Alex Su: Yeah. I stayed In Biglaw longer than I wanted to. I didn’t leave right away. I was like, I need to pay down debt, save up money to maybe buy a house someday or at least have a cushion. And then when I went to the second law firm, I continued to save money and kind of live well below my means. I think if I had a lot of obligations, I don’t think I could have made the pivot. And I do think that some lawyers feel trapped because of their financial situation. I don’t have any good answers other than to try to get yourself in good financial standing.
ex judicata: A final question for you, Alex. How do you think your JD skill set, what you learned in law school, helped you to succeed in these other careers?
Alex Su: There are a lot of transferable skills. A few of them that come to mind include thinking critically, breaking down arguments, being able to argue both sides of an issue– that’s so valuable in so many places, including sales. Many salespeople are not good at that. And so that helped me stand out.
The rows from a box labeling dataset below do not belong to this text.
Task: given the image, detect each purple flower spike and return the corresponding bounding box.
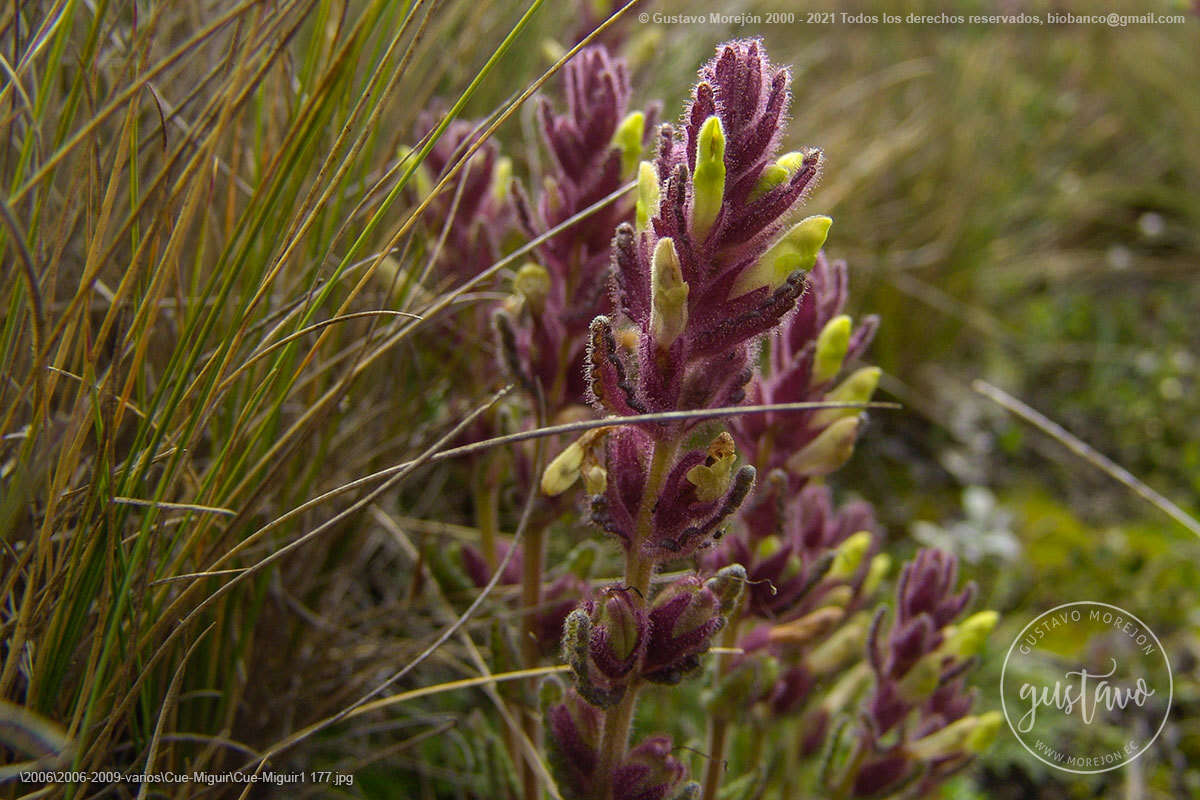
[416,112,514,281]
[896,548,976,628]
[642,573,745,684]
[563,587,647,706]
[502,47,656,411]
[588,40,828,439]
[612,736,700,800]
[592,427,755,564]
[541,681,604,798]
[702,479,878,620]
[731,254,880,491]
I also think that working at a firm continues that valuable legal education. I developed what I call coping mechanisms that really suited me well when I went into sales. Because I was always punctual. I was very detail-oriented with my emails–which a lot of salespeople are not. And had I not had the legal training I might have been a bit sloppier in some of my outreach. Law school was worth it. Working at a firm was worth it.
ex judicata: That sounds like a perfect place to leave it. Alex, thank you so much.
What can we look forward to in your content to come?
Alex Su: One of the things I’ve been focusing on is injecting more creativity into my work, and that includes obviously videos. But I’ve been drawing on my iPad with my four-year-old daughter. I’m making them into t-shirts. And I’m continuing to experiment. I’m very thankful for what I have, but I want to keep pushing the envelope because that experimenting and pivoting got me to where I am.
ex judicata: Wonderful. And we’ll keep reading the newsletter and watching the videos. Thank you, Alex. Really appreciate it.
Alex Su: Thank you, Neil. You got it. Thank you so much.